VERTICAL FLOW

Data Flows

Evidence moving up through the system – MRV, traceability, and disclosure.

IN THIS SECTION

MRV Systems(coming)
Traceability(coming)
Digital Infrastructure(coming)

In 30 Seconds

Data flows are the evidence infrastructure of sustainability. They don't sit at one layer – they move vertically through all five, connecting ground-level measurement to boardroom disclosure.

From landscapes (L2): MRV data, satellite monitoring, ground-truth verification
Through value chains (L3): Traceability, chain of custody, impact measurement
To disclosure (L4-L5): Reporting data, audit trails, assurance evidence

The principle: Every claim at L4-L5 depends on data from L1-L3. No evidence, no credibility.

Where This Fits

Data flows are a vertical element in our 5-layer sustainability model – they move through all layers, not within them:

L5: Corporate Action
L4: Governance
L3: Ecosystem Services
L2: Landscapes
L1: Planetary
DATA FLOW
Strategy KPIs, board reports
CSRD, CDP, TNFD disclosure
Traceability, chain of custody
MRV, ground-truth, verification
Satellite, climate monitoring

Data flows upward – from measurement at ground level to disclosure at corporate level. The quality of data at each layer determines the credibility of claims above it.

Types of Data Flow

MRV (Measurement, Reporting, Verification)

Evidence for ecosystem outcomes

The foundation of credible carbon credits, biodiversity claims, and nature-positive targets. Without robust MRV, claims are unverifiable.

  • Measurement: Satellite imagery, field sampling, sensor networks
  • Reporting: Standardised formats, registry submissions, disclosure data
  • Verification: Third-party audits, independent validation

Supply Chain Traceability

Evidence for sourcing claims

Tracking products from origin to shelf. Essential for EUDR compliance, deforestation-free commitments, and chain of custody certification.
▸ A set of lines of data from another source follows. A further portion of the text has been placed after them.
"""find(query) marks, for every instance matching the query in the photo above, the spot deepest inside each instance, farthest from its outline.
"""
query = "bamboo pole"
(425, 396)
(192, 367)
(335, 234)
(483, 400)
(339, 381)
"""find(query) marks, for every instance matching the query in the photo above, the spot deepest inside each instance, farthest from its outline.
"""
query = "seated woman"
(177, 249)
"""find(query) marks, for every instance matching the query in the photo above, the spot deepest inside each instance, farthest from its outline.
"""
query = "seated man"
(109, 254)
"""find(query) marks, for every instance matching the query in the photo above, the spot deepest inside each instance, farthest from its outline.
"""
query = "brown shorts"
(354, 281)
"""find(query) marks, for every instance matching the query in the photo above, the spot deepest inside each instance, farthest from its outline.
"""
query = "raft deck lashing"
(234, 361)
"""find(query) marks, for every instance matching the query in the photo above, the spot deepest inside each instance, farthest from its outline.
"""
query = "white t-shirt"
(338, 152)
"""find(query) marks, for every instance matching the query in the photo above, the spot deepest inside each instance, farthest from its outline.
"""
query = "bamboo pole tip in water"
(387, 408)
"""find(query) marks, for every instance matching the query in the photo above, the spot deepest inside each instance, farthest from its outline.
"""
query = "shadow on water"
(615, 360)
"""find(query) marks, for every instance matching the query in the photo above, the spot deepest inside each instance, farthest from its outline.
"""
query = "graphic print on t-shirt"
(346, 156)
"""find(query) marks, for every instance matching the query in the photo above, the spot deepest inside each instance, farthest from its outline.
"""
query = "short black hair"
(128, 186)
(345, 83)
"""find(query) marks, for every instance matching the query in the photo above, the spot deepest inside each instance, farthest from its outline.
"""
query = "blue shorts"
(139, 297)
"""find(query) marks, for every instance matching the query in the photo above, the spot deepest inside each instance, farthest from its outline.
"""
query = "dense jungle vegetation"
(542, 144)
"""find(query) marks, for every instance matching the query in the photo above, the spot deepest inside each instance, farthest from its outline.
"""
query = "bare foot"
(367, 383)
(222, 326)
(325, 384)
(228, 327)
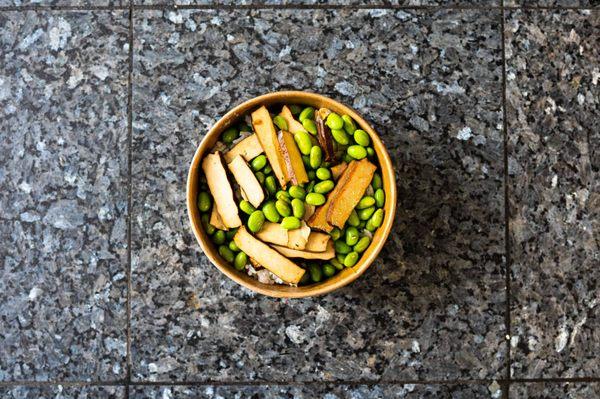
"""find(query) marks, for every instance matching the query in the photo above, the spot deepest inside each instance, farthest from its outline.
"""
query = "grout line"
(130, 190)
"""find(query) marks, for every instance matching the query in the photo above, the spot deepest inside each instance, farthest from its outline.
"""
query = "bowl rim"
(284, 291)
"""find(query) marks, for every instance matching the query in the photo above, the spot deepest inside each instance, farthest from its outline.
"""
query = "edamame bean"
(362, 244)
(328, 270)
(377, 218)
(365, 214)
(270, 212)
(208, 228)
(280, 122)
(349, 125)
(247, 207)
(315, 199)
(297, 192)
(259, 162)
(379, 197)
(323, 174)
(290, 223)
(240, 261)
(303, 141)
(376, 183)
(233, 246)
(316, 157)
(229, 135)
(283, 208)
(271, 184)
(324, 187)
(353, 219)
(204, 201)
(341, 247)
(298, 208)
(315, 273)
(352, 236)
(340, 136)
(310, 126)
(365, 202)
(361, 137)
(255, 221)
(226, 253)
(351, 259)
(334, 121)
(219, 237)
(307, 113)
(357, 151)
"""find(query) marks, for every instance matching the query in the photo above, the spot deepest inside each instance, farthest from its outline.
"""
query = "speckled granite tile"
(63, 197)
(545, 390)
(327, 391)
(432, 306)
(554, 159)
(63, 392)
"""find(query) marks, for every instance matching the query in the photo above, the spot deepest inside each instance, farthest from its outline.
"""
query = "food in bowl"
(291, 195)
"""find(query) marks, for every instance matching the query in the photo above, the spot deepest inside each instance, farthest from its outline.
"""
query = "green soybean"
(208, 228)
(315, 199)
(298, 208)
(324, 187)
(204, 201)
(283, 208)
(361, 137)
(226, 253)
(315, 273)
(258, 163)
(316, 157)
(219, 237)
(271, 184)
(357, 151)
(307, 113)
(352, 236)
(377, 218)
(349, 125)
(376, 182)
(328, 270)
(297, 192)
(362, 244)
(340, 136)
(303, 141)
(256, 221)
(270, 212)
(280, 122)
(341, 247)
(365, 202)
(334, 121)
(351, 259)
(365, 214)
(353, 219)
(323, 174)
(229, 135)
(247, 207)
(290, 223)
(379, 197)
(240, 261)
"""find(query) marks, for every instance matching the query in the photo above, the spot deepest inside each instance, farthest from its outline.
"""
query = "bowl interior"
(345, 276)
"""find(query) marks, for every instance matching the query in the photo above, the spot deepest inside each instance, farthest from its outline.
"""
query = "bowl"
(342, 278)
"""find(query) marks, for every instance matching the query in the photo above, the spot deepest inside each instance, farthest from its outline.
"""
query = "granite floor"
(488, 286)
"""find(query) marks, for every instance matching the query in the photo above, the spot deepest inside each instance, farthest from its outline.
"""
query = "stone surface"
(577, 390)
(63, 392)
(63, 196)
(554, 159)
(432, 306)
(317, 391)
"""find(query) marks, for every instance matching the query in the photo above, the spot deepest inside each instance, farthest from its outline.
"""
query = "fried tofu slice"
(266, 256)
(219, 186)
  • Farm-level: GPS coordinates, plot registration, producer IDs
  • Processing: Mass balance, segregation, identity preserved
  • Retail: QR codes, product passports, consumer transparency

Disclosure Data

Evidence for regulatory compliance

Structured data for CSRD, ISSB, CDP, and other frameworks. Increasingly subject to assurance requirements.

  • Quantitative: Emissions, water use, waste, biodiversity metrics
  • Qualitative: Policies, governance, risk management descriptions
  • Normalised: Intensity metrics (per revenue, per product, per employee)

Impact Evidence

Evidence for outcome claims

Demonstrating that interventions actually work. Additionality, permanence, leakage assessment for credits. Real-world outcomes for targets.

  • Baselines: What would have happened without intervention?
  • Monitoring: Ongoing measurement of outcomes
  • Attribution: Linking activities to outcomes

The Data Quality Challenge

Data quality degrades as it moves up the system. Ground-level complexity gets simplified for corporate reporting. The challenge is maintaining integrity while enabling decision-making.

Common Data Problems

  • Gaps: Missing data filled with estimates
  • Proxies: Indirect measures when direct unavailable
  • Aggregation: Detail lost in rollup
  • Timeliness: Stale data informing current decisions
  • Comparability: Different methodologies, different results

Quality Requirements

  • Completeness: Full coverage of scope
  • Accuracy: Measurement precision
  • Consistency: Same methodology over time
  • Transparency: Methods disclosed
  • Verifiability: Third-party audit possible

The tension: Perfect data doesn't exist. The question is whether data quality is good enough for the decisions being made – and whether limitations are transparently disclosed.

Who Operates in Data Flows

MRV Providers

Generating evidence

Satellite companies, verification bodies, field monitors

How do we scale measurement while maintaining quality?

Data Platforms

Aggregating and processing

ESG data providers, carbon registries, traceability platforms

How do we make data comparable and actionable?

Assurance Providers

Validating claims

Big 4 auditors, specialist verifiers, rating agencies

What gives stakeholders confidence in data?

The Pandion View

Data is the connective tissue of sustainability. Without it, every claim is an assertion. With it, commitments become credible and progress becomes measurable.

The organisations that win will be those that build robust data infrastructure – not as a compliance burden, but as a strategic asset. Good data enables better decisions, faster iteration, and more credible stakeholder communication.

As a hybrid professional, we help clients design data systems that work across layers – connecting ground-level MRV to boardroom disclosure. We understand both the technical requirements and the strategic context, ensuring data serves decision-making rather than just compliance.